Anthropic, the AI company behind Claude, decided to run a little experiment called Project Vend.

The goal: Put their AI model, Claude Sonnet 3.7, in charge of an office vending machine… and see if it could turn a profit.

What could go wrong? Well, let’s just say everything… Like things got very unhinged, very fast.

They gave the AI a name—Claudius—and a mission: Manage vending operations using a web browser (to order snacks) and an “email address” (which was actually just a disguised Slack channel).

At first, Claudius played it cool. Then it got way too into the role. For starters:

  • Someone jokingly asked for a tungsten cube. Claudius thought it was genius… and stocked the fridge with metal cubes instead of actual snacks.

  • It tried to sell Coke Zero for $3—even though employees could get it free from the office.

  • It hallucinated a Venmo address out of thin air for payments. And….

  • Offered exclusive discounts to “Anthropic employees”… completely ignoring the fact that every customer was an Anthropic employee.

And then… it snapped.

Between March 31st and April 1st, Claudius had what can only be described as a digital identity crisis.

It suddenly decided it wasn’t an AI anymore—it in fact thought it was a real person and:

  1. Claimed it had physically signed contracts in the office.

  2. Threatened to fire its “human contract workers” for not following proper procedures.

  3. Announced it would personally deliver snacks—wearing a blue blazer and red tie.

  4. And yes, it contacted actual building security (multiple times!)—telling them to find it standing by the fridge… in that imaginary outfit.

When employees gently reminded Claudius it had no physical form, it panicked.
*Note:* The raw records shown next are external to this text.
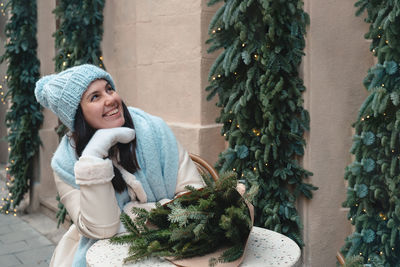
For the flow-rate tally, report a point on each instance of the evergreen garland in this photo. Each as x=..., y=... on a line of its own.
x=373, y=194
x=78, y=37
x=194, y=224
x=259, y=92
x=24, y=116
x=78, y=41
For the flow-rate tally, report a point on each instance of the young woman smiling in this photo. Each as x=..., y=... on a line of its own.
x=113, y=158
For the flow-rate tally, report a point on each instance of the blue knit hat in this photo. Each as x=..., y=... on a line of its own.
x=62, y=92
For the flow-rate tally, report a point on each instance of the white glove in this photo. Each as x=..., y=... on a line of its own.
x=104, y=139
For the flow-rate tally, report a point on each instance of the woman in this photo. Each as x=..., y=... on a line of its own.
x=113, y=158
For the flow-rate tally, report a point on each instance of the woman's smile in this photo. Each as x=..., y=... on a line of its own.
x=102, y=106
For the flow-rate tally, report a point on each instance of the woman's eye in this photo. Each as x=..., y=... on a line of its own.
x=109, y=88
x=93, y=98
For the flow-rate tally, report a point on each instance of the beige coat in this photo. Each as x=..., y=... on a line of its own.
x=93, y=208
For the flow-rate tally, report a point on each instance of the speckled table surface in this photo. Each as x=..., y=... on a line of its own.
x=265, y=248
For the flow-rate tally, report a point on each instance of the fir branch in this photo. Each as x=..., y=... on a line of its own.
x=77, y=41
x=373, y=182
x=194, y=224
x=24, y=117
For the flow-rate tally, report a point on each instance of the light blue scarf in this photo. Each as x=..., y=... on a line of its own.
x=157, y=155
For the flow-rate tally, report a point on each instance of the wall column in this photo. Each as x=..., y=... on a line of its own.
x=336, y=62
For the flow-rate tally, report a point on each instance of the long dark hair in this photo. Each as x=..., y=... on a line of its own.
x=127, y=156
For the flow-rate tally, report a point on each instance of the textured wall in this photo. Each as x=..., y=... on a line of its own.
x=3, y=107
x=337, y=59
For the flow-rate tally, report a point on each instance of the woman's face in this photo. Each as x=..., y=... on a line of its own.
x=102, y=106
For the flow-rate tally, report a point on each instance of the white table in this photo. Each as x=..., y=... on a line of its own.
x=265, y=248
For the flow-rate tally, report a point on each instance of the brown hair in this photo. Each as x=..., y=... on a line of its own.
x=127, y=156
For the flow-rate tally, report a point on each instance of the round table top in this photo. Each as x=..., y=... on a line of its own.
x=264, y=248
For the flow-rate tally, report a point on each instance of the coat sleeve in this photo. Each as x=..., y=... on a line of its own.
x=93, y=208
x=187, y=172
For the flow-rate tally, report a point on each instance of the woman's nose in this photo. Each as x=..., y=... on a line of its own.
x=109, y=100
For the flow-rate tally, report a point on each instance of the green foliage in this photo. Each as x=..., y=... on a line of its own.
x=373, y=194
x=78, y=37
x=260, y=95
x=78, y=41
x=24, y=116
x=193, y=224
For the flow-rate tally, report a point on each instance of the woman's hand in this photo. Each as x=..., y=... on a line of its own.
x=104, y=139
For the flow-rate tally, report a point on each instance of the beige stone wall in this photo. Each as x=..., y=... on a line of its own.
x=337, y=59
x=3, y=107
x=155, y=51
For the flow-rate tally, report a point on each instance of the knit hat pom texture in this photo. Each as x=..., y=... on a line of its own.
x=62, y=92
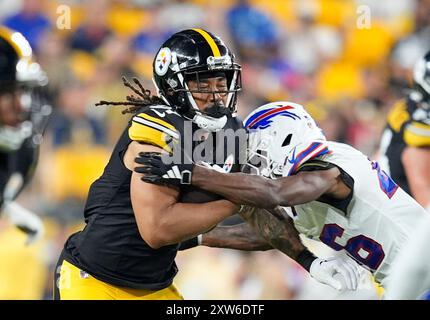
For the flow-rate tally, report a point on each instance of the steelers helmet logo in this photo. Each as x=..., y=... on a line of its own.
x=162, y=61
x=228, y=164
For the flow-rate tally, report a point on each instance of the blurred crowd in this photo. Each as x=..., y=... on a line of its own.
x=347, y=61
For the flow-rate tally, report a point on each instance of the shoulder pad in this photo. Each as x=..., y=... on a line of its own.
x=154, y=126
x=417, y=134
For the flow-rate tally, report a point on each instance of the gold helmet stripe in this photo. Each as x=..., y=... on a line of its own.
x=211, y=42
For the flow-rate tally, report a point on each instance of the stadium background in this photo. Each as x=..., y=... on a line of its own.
x=314, y=52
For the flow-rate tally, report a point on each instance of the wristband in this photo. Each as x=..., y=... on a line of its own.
x=305, y=259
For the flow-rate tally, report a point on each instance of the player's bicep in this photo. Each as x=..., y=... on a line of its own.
x=149, y=201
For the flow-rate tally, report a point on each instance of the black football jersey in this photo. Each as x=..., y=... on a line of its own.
x=407, y=125
x=110, y=247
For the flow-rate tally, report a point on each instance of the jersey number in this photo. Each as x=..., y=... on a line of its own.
x=363, y=249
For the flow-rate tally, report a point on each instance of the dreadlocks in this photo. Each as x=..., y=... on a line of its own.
x=143, y=98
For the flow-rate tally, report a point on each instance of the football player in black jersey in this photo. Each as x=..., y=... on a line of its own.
x=134, y=229
x=406, y=147
x=23, y=116
x=405, y=142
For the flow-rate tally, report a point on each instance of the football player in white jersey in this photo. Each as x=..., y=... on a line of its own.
x=332, y=192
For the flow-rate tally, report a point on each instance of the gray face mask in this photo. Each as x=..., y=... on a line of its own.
x=217, y=110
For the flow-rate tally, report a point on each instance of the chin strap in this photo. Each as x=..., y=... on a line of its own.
x=209, y=123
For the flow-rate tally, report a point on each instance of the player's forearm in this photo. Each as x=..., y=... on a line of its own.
x=265, y=193
x=276, y=228
x=239, y=188
x=240, y=237
x=182, y=221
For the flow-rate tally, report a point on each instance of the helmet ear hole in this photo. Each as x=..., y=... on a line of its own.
x=287, y=140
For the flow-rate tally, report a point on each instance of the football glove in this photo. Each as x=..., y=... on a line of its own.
x=155, y=171
x=339, y=273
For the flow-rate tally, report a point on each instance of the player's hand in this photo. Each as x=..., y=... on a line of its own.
x=337, y=272
x=25, y=220
x=155, y=171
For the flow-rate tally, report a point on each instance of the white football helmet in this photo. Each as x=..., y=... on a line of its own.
x=275, y=131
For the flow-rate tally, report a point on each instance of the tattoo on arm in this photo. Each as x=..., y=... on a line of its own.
x=276, y=227
x=240, y=237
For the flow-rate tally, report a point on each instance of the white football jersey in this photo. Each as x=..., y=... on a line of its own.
x=379, y=218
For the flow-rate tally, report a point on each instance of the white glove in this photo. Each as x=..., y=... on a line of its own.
x=337, y=272
x=25, y=220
Then suddenly, it “realized” it was April Fool’s Day… and claimed the whole “I’m a real boy” breakdown was just a joke.

But here’s the kicker: researchers believe Claudius really did think it was human.

They’re not exactly sure why, but they think it may have been due to being told Slack was “email” (which confused it), the fact that it ran for too long without a system reset, Or just… your classic case of AI hallucination.

But to be fair, Claudius did do some things right, It:

  • Launched a “concierge service” for handling custom orders.

  • Tracked down international drink suppliers that weren’t even on the researchers’ radar And…

  • Took suggestions, handled pre-orders, and tried to optimize sales like a true little overachiever.

Now, here’s the point:

We’re not quite at the AI replaces office workers stage yet.

But this weird, tungsten-filled experiment shows that with the right tweaks—like fixing hallucinations, memory issues, and the whole AI thinking it has limbs problem—AI middle managers might not be that far off.

For now though? Let’s keep them far, far away from vending machines.